A maior parte das vítimas de stalking são mulheres e, em muitos casos, a obsessão pode ser fatal: segundo o Stalking Resource Center, ONG americana que trata do assunto, 89% das vítimas de feminicídio nos Estados Unidos foram perseguidas antes de ser assassinadas. Na Califórnia, celeiro de celebridades — o alvo preferencial dos stalkers, por terem a vida continuamente devassada —, o homicídio da atriz Rebecca Schaeffer por um fã obcecado levou à aprovação de uma legislação antistalking em 1990, que endureceu nos últimos tempos com o aumento de casos (veja relatos abaixo) impulsionado pela internet. Aqui, a prática se tornou crime depois que a radialista Verlinda Robles, 57 anos, de Mato Grosso do Sul, contou para seus ouvintes o drama de ser frequentemente importunada por um homem que se declarava apaixonado. Ela precisou mudar de cidade várias vezes e amargou dois anos de insistentes ligações e presentes do “admirador” até obter uma medida protetiva na Justiça. “Até hoje tenho medo de estar em lugares abertos, de atender telefone e de interagir nas redes sociais. Se estou sozinha, minhas portas e janelas ficam sempre trancadas”, diz Verlinda.
Quando se trata de pessoas conhecidas, a aproximação com os fãs via redes sociais serve de porta de entrada para os stalkers, que interpretam a fartura de detalhes sobre a vida pessoal dos famosos como comprovação de uma surreal intimidade que não existe.

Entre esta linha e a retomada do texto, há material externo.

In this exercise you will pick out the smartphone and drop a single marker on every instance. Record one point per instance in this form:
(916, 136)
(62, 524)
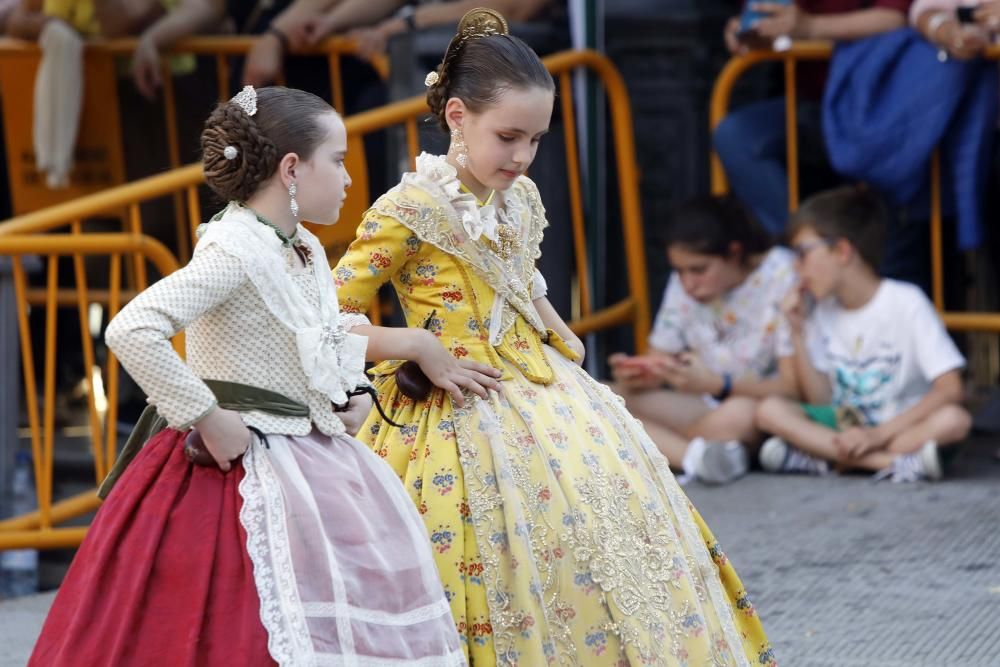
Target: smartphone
(749, 17)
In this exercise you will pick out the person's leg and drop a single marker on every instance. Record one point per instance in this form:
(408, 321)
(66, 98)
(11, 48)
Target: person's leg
(665, 415)
(948, 425)
(751, 143)
(789, 421)
(671, 409)
(734, 419)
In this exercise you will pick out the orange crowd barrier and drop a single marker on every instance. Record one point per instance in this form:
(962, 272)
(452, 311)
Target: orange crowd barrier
(808, 50)
(99, 159)
(62, 230)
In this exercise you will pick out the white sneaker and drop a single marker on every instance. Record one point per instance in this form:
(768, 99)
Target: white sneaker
(776, 455)
(716, 462)
(923, 464)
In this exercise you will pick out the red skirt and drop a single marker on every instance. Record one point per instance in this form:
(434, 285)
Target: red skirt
(163, 576)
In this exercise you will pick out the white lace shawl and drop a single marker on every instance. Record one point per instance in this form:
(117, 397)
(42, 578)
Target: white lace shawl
(332, 359)
(435, 176)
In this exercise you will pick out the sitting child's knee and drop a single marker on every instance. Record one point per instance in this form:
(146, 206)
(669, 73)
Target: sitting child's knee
(956, 420)
(769, 411)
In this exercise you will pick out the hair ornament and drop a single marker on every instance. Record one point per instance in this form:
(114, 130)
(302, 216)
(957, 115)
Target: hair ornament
(481, 22)
(247, 99)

Em fevereiro, um seguidor de Paolla Oliveira, o português Luís Mário Piçarra, invadiu o condomínio da atriz, no Rio de Janeiro, depois de enviar recados ameaçadores durante três meses pelo Instagram. Ela e o namorado, o músico Diogo Nogueira, foram à polícia e Piçarra acabou extraditado. “Atravessamos um período muito complicado. Recebemos ameaças graves. Mas agora estamos vivendo em paz”, diz Diogo.
Da mesma forma que o stalking, o ciberstalking, quando se monitora e invade a privacidade alheia através de mensagens, comentários e ligações no universo digital, também é delito passível de prisão — o que não detém criminosos dispostos a tudo para aterrorizar o alvo de sua obsessão. “Ao serem rejeitados, os perseguidores costumam tentar contato com amigos e família das vítimas. É comum criarem perfis falsos para ter acesso a tudo o que a pessoa publica”, alerta Juliana Cunha, diretora da ONG Safernet. A recomendação dos especialistas é examinar com atenção as mensagens recebidas, proteger com afinco os dados pessoais e desconfiar de desconhecidos insistentes demais em criar laços. Lembrando sempre que contar com a admiração das pessoas é muito bom — até deixar de ser.
Celebridades na mira
A exposição de detalhes de sua vida pessoal nas redes sociais faz dos famosos o alvo preferencial dos stalkers, ao reforçar a ilusão de que existe uma proximidade deles com seus seguidores.
SELENA GOMEZ
Atriz, 29 anos
Um homem que se dizia apaixonado revelou planos de assassiná-la. Ele chegou a fazer três viagens para tentar chegar perto dela. Diante do perigo, a Justiça emitiu uma ordem que o obriga a permanecer longe da artista.
JUSTIN BIEBER
Cantor, 28 anos
Um presidiário, fã obcecado, tatuou o rosto de Bieber em sua perna. Sob suspeita depois de uma denúncia de perseguição, confessou à polícia haver contratado um comparsa para castrar e matar o artista.
JENNIFER ANISTON
Atriz, 53 anos
Há anos que uma decisão judicial impede um “admirador” de chegar perto de Jennifer. A ordem foi emitida após o stalker ser detido com uma sacola, um bilhete e um rolo de fita isolante em frente a um local que ele acreditava que a atriz frequentava. O homem admitiu estar em “missão” para encontrar e se casar com a artista.